Fantasia in G minor, Op. 77

January 19, 2020: Paul Lewis, piano

Beethoven was miserable during the summer of 1809 owing to Napoleon’s invasion and occupation of Vienna. The composer wrote of this time:

We have passed through a great deal of misery. . . . Since May 4th, I have brought into the world little that is connected; only here and there a fragment. The whole course of events has affected me body and soul. . . . What a disturbing, wild life around me; nothing but drums, cannons, men, misery of all sorts.

The noise and confusion was especially hard to bear because the court and most of his friends had fled the city, communication was disrupted, and he was unable to spend his customary sojourn in the countryside where his creativity was always rejuvenated. Despite his mood and intermittent inability to write anything “connected,” he composed an impressive number of works during the invasion year: the Fifth Piano Concerto, the Harp Quartet, three piano sonatas (opp. 78, 79, and 81a), several lieder, and a number of miscellaneous pieces, among them the present Fantasia, op. 77.


Though Beethoven may have begun writing down the Fantasia during this trying time, he may have actually conceived it in December 1808 for the same concert on which he premiered his Choral Fantasy, which begins with a grand piano introduction in improvisatory style. The solo “Fantasia” that he extemporized on that concert might well have been some form of the present work. In any case, he completed the Fantasia in October, after the armistice was signed and presumably during or following a stay in Hungary with his good friends the Brunsviks—Count Franz, who received the dedication, and his sister Therese.
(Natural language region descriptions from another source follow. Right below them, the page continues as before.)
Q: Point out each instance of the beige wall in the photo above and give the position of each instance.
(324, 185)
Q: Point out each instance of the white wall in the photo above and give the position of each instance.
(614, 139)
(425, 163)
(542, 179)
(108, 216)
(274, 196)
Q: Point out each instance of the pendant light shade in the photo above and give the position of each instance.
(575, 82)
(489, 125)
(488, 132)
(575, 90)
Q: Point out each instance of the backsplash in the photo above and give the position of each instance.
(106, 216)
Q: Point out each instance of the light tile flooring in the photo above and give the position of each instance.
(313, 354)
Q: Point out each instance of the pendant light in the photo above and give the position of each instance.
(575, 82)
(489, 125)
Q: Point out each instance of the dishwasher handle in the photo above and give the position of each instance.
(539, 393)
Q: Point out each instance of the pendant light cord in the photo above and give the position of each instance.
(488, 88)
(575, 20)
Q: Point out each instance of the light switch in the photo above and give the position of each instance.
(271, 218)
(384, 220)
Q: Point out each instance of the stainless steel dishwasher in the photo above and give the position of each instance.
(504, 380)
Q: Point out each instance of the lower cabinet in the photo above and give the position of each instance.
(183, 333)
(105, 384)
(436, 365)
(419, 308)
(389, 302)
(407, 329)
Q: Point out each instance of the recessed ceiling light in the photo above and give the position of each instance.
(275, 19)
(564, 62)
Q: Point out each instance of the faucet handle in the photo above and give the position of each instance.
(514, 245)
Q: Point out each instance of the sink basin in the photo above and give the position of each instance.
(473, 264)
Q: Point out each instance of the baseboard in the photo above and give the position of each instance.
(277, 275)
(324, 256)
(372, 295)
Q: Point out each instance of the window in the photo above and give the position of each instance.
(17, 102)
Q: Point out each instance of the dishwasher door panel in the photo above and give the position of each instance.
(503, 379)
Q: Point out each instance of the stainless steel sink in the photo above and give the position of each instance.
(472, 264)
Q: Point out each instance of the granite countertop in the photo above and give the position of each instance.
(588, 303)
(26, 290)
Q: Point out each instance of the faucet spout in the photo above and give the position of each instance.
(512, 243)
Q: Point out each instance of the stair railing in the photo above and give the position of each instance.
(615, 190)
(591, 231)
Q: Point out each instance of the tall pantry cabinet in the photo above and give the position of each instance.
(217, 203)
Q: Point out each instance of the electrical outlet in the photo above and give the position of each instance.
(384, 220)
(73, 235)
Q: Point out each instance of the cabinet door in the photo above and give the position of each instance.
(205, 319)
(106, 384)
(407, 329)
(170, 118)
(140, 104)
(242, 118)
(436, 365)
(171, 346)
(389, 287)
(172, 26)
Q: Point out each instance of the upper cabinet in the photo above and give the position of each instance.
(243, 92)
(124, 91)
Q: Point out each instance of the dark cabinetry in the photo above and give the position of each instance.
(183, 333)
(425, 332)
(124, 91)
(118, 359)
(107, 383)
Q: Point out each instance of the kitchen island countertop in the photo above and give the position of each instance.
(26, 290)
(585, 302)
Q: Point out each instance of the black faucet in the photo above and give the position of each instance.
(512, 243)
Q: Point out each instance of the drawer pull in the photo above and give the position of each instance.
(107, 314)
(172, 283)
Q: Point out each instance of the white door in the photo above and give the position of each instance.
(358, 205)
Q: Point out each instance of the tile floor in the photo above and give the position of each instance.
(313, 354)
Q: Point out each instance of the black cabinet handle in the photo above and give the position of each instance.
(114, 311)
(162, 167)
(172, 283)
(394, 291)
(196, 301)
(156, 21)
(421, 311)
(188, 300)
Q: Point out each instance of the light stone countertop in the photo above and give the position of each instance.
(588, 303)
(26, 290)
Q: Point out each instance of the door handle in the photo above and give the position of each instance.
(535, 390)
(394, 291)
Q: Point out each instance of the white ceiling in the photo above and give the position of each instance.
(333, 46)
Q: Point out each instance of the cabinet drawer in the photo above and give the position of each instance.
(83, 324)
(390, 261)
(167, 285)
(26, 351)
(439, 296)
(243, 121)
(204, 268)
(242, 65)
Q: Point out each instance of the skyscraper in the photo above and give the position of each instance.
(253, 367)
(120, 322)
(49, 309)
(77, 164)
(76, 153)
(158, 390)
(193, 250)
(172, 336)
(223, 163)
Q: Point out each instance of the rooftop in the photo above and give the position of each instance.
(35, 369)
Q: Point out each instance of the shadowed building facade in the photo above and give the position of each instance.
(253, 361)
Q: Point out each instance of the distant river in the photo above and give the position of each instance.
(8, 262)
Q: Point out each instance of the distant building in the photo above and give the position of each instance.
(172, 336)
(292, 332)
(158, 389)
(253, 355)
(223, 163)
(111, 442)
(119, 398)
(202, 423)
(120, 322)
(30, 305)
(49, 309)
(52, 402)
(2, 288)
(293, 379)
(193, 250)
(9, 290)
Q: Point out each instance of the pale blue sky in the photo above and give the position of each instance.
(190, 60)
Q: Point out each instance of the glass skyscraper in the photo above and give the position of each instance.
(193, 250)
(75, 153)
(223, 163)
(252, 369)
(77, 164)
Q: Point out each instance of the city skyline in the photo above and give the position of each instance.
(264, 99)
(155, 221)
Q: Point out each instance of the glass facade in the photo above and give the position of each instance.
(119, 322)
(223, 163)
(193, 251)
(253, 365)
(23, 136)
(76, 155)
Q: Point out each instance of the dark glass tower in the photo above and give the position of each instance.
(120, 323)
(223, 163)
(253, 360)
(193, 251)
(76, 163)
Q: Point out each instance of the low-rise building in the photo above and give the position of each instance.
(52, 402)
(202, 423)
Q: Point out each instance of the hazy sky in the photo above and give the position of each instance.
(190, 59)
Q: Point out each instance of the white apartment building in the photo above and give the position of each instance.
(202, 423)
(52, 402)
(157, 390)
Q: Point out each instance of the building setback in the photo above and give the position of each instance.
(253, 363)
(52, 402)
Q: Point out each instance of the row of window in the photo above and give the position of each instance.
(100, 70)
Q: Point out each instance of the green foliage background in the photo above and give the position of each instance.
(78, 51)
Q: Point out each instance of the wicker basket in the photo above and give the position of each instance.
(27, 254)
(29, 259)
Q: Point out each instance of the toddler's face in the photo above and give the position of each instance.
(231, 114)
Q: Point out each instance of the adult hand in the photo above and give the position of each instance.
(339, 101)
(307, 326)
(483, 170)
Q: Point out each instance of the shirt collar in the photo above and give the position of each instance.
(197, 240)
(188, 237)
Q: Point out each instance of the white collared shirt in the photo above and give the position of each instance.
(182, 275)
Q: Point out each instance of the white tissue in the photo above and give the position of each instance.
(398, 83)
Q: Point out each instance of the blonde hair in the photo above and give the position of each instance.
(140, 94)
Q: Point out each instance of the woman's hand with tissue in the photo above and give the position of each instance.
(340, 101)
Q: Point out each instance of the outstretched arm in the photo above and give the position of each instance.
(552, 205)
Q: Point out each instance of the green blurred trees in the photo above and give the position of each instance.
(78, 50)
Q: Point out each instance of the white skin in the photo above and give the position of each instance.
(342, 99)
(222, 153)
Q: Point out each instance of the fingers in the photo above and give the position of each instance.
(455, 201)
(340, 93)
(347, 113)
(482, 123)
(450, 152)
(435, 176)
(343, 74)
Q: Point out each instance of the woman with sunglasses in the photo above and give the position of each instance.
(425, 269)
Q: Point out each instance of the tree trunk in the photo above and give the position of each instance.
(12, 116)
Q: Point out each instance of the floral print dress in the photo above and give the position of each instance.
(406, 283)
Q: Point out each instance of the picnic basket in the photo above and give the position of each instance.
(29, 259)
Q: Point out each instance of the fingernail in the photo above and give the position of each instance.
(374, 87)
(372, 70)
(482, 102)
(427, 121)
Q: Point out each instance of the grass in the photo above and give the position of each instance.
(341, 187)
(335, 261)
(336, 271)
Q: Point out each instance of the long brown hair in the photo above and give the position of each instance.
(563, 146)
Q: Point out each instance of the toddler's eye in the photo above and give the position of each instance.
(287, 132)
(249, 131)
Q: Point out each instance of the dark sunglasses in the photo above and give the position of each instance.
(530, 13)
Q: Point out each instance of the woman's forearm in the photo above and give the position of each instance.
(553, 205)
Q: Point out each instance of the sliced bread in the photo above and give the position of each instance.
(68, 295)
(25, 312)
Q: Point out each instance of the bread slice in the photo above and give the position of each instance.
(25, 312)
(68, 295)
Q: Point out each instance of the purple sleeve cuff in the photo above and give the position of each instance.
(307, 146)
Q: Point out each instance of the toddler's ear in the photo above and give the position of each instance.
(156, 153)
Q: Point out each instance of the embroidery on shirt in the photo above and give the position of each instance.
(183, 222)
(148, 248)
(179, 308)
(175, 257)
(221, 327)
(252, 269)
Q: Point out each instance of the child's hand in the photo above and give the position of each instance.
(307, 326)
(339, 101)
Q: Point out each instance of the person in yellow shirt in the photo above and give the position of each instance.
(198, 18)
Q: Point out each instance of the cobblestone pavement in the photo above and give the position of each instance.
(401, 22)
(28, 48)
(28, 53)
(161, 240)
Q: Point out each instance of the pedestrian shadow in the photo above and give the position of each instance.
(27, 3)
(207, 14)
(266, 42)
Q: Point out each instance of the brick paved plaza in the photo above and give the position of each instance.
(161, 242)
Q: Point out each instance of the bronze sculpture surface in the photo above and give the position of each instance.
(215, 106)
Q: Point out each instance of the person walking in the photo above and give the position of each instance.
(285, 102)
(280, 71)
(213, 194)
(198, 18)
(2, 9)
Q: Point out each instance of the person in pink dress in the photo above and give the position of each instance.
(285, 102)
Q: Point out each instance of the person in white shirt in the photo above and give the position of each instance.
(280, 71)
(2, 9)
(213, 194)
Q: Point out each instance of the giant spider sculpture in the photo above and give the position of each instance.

Billed in G minor, the remarkably free-ranging Fantasia touches on that key—never to return—with a cascading scale figure and somber chordal phrase. Repeating the gestures in an unrelated key, Beethoven moves on through a kaleidoscopic array of keys and thematic gestures, eventually settling sweetly in the distant key of B major. He then proposes a simple eight-measure theme in that key and treats it to seven variations before a broad coda reintroduces harmonic uncertainty—even a sweet variant of the theme in C major! The boisterous cascade and subdued chordal gesture of the opening return to settle his main B major key once and for all, to which he adds a comical sign-off.